Tuesday, March 6, 2012
Palomas Gap - Caballo Mountains
This route, an old ,narrow toll road is well known to those with Jeeps, ATVs and dirt bikes, but is probably not hiked all that often. One of the most obvious reasons why would seem to be the necessity of one of those types of vehicles just to get to some kind of reasonable starting point to begin walking.Well, this is not entirely true. We made it to our starting point on the east side of the mountains in a 2 wheel drive pick-up. The problem was was just finding our way among the maze of roads to get there. I drove past two turns and ended up using a road that turned out to not even be on the topo map I used for reference to get there. All but this last couple of miles on that road weren't particularly rough. I was using my hand held GPS with points loaded from my AllTopo software and I still wasted a half an hour or so getting off and then back on track. Since this is so far from towns and highways, I don't know if conventional GPS systems that are in use in so many vehicles will be of much use.
The hike itself is spectacular. We started out amongst the low red hills that run along much of the east side of the Caballos. These hills form a parallel low elevation range which forms a barrier that redirects the drainage from the main ridge of the Caballos for many miles into Palomas Gap Creek which flows to the north and then west cutting completely through range. We hiked along the road,which crossed the creek bed a couple of times before beginning its gradual ascent going higher and higher, a small scratch in the massive limestone layers on the south side of the Gap. At its highest point we were probably 500 feet above the dry waterfalls of the creek bottom,with peaks rising 1500 feet above us. We chatted pleasantly with a fellow who stopped whatever adventure he was bound for on his ATV, and I thought I might need to get one of those things for my old age. We made it over to the point where the road begins to do some really long descending switchbacks on the east side. We could see the Rio Grande, the small town of Palomas, and the snow covered Black Range beyond.
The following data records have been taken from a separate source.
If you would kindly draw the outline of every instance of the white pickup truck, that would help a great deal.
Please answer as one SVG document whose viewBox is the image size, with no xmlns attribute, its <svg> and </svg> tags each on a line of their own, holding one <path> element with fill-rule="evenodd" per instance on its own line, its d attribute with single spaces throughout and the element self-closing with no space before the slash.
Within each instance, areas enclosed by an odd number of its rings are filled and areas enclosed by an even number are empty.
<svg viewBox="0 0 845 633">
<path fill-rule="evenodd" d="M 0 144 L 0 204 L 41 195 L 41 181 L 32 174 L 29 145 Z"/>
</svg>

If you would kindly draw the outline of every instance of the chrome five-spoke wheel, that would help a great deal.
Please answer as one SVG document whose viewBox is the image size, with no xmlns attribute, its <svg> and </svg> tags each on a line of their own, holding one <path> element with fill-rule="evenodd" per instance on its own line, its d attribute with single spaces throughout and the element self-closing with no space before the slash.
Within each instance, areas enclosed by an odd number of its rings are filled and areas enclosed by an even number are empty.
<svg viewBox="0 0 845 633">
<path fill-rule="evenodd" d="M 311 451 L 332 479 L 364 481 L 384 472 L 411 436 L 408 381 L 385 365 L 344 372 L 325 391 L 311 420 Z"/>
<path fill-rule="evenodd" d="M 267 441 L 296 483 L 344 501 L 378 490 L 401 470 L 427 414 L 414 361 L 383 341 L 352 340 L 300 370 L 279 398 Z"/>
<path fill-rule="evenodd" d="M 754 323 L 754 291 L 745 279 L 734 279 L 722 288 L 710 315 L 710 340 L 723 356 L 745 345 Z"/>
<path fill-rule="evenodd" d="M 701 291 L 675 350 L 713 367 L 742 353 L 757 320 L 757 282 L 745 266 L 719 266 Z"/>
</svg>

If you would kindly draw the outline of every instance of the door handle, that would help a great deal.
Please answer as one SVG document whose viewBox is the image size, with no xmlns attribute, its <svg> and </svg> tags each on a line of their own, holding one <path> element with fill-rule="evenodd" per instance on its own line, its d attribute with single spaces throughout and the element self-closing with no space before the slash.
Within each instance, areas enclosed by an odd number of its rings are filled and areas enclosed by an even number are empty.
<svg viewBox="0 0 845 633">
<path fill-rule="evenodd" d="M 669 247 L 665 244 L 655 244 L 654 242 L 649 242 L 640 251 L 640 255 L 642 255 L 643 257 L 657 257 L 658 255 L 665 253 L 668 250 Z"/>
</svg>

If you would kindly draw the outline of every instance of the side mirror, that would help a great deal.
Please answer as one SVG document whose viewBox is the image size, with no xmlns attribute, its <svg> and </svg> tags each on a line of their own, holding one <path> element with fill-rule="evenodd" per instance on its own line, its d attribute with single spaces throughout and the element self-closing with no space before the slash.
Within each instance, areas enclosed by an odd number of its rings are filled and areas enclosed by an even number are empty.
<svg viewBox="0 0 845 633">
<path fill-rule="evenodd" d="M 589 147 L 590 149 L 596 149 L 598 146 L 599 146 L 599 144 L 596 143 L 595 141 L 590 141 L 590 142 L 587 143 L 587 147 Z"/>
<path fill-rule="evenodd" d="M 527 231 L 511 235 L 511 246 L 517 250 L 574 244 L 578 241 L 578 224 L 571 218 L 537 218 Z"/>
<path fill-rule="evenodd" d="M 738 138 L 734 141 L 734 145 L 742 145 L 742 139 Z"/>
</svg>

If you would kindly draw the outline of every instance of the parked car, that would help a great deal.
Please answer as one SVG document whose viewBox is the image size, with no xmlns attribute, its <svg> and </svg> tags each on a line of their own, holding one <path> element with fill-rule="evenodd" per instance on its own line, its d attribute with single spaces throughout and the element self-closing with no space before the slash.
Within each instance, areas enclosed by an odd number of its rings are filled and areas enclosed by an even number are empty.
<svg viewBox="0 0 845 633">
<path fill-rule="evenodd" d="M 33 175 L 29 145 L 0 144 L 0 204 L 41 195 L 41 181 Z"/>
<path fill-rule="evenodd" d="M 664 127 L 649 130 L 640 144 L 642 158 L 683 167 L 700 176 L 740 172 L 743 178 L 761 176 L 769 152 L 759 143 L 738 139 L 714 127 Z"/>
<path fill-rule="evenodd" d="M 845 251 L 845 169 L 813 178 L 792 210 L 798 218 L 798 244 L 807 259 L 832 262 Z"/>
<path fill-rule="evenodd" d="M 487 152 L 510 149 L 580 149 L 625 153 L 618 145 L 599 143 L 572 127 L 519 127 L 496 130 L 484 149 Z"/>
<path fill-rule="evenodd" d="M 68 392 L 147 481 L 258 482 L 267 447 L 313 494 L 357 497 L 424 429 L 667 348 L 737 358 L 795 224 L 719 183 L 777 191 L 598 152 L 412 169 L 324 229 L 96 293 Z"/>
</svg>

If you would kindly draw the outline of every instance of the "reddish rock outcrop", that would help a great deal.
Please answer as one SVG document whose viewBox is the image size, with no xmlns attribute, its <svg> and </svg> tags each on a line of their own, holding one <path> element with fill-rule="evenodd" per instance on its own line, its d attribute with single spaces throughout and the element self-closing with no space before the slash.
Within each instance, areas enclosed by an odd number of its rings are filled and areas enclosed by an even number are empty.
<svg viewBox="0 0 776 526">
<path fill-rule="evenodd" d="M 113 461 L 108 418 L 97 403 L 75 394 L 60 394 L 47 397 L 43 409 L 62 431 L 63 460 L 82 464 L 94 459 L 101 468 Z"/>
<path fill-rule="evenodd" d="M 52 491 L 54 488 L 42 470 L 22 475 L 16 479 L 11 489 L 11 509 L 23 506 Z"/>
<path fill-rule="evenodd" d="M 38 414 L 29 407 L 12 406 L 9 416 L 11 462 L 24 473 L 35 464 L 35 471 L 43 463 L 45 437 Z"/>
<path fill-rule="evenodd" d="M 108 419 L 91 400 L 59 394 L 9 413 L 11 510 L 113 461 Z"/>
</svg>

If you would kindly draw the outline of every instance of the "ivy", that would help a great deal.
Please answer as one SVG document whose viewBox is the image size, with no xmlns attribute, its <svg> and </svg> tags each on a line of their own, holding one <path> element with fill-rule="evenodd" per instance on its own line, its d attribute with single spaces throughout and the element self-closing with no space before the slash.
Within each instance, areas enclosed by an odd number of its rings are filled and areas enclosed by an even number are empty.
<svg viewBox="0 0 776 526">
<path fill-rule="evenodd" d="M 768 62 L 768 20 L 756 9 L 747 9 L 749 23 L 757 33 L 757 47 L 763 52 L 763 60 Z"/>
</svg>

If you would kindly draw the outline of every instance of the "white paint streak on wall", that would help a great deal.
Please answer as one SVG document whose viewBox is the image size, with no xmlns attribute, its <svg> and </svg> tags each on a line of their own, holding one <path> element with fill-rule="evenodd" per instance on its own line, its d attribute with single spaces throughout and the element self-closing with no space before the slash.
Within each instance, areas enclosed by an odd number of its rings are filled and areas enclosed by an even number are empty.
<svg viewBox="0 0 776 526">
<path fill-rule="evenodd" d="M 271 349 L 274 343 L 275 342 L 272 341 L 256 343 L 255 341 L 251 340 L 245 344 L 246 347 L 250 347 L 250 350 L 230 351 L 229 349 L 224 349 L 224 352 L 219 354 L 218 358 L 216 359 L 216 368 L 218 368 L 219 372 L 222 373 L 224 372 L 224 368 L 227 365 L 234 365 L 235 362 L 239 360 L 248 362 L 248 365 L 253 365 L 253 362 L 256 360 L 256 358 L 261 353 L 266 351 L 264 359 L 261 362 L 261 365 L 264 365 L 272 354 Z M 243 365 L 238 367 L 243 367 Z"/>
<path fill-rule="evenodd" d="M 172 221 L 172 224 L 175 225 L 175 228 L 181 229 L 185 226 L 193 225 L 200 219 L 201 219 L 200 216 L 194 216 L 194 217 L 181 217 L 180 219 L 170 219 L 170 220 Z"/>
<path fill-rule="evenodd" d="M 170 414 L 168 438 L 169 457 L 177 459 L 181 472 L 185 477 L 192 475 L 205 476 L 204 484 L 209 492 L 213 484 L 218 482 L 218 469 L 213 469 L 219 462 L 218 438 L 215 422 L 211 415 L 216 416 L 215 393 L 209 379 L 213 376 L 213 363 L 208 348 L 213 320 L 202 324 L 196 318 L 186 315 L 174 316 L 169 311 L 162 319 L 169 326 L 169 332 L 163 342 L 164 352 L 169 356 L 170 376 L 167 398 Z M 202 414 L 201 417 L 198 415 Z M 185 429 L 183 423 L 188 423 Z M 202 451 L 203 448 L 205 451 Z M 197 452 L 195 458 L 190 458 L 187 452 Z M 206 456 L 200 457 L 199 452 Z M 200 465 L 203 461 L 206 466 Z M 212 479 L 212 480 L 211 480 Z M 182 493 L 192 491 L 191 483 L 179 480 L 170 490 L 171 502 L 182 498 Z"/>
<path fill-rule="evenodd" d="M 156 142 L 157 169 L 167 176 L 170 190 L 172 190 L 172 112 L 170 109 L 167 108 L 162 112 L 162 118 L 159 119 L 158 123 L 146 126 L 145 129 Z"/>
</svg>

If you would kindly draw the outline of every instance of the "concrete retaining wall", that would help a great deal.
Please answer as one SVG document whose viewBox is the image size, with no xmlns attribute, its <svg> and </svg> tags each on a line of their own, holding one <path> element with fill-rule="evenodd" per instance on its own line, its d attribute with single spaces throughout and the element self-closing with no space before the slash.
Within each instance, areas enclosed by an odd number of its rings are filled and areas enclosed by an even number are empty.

After we'd turned around and were heading back, I thought if it weren't for difficulty of access and it's being so far from any population center, this canyon would be a destination. But it isn't. The lone ATVer was the only person we met. And as almost always, it seemed most right to enjoy the desert in solitude. Note: this hike is almost entirely without shade, except in a few spots where it is formed by the road cut itself. Also, although the canyon itself looks like an interesting hike, there several high waterfalls that may require rapelling with a rope or at least some extraordinary rock scrambling skills.